Converting speech into PoS correct gibberish
The goal of gibberscript was to support a VR game that simulated what it might be like to hear English as if you were a non-native speaker. Gibberscript provided the sentences NPCs in the game were to speak. These sentences are created by translating English sentences into 'part of speech correct' gibberish.
To maintain similar sentence structures to real English Gibberscript will take in an input sentence and use the Stanford Natural Language Processor to tag it's parts of speech. It will then return a sentence where the words have been replaced with a random english word from the same part of speech (noun -> noun, adjective -> adjective, etc.).
The dog howled
Becomes
A blender read
Like any other language English has some words that are used very frequently and I wanted to capture that in Gibberscript. This was done a by creating a cipher, a simple map of words that have already been translated so (following our example from above) if we ever use dog in an input sentence again it would be replaced with blender.
I needed to get words to substitute in from somewhere and it ended up being more difficult than I expected. At first I chose to use novels in the public domain, which worked ok but my sentences would get translated into antiquated words like 'thee' and 'nuncle'. I decided to scrap that dataset and instead grabbed 100 transcribed presidential speeches. These worked much better although idioms and slang are probably underrepresented.

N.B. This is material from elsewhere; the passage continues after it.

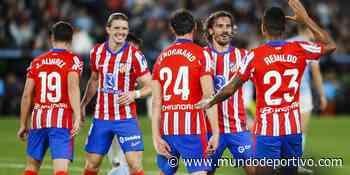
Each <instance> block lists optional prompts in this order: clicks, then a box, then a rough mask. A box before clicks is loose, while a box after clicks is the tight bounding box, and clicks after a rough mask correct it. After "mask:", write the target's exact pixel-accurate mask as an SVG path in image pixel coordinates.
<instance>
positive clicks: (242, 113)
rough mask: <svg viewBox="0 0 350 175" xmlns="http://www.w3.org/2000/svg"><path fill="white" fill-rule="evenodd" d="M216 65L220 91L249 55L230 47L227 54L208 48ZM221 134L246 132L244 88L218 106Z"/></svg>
mask: <svg viewBox="0 0 350 175" xmlns="http://www.w3.org/2000/svg"><path fill="white" fill-rule="evenodd" d="M206 49H207V51H208V52H209V53H210V55H211V58H212V59H213V63H214V87H215V91H219V90H220V89H221V88H222V87H223V86H224V85H225V84H226V83H227V82H228V81H229V80H230V79H231V77H233V76H234V75H235V74H236V73H237V71H238V67H239V66H240V65H241V64H242V62H243V59H244V57H245V55H246V53H247V51H246V50H245V49H238V48H233V47H230V48H229V49H228V50H227V51H226V52H218V51H217V50H215V49H214V48H212V47H207V48H206ZM218 111H219V116H218V117H219V130H220V133H236V132H242V131H246V130H247V128H246V119H247V116H246V113H245V109H244V103H243V88H240V89H239V90H238V91H236V93H235V94H234V95H233V96H231V97H230V98H229V99H227V100H225V101H223V102H221V103H219V104H218Z"/></svg>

There are a couple cool paths I think this project could take. One could be improving and analysing the data set of words we draw from, rather than grab a word that matches an input words part of speech randomly we could analyse how popular the input word is and swap it with a word of a similar frequency. We could also analayse input words syllables so that a word like dog can't be changed to refrigerator and we preserve a similar sentence cadence. Another route would be instead of changing the words with a preexisting English word we analalyze a dataset and try to reproduce to phonetics of the language. Returning gibberish that is truly unintelligable but still sounds like English.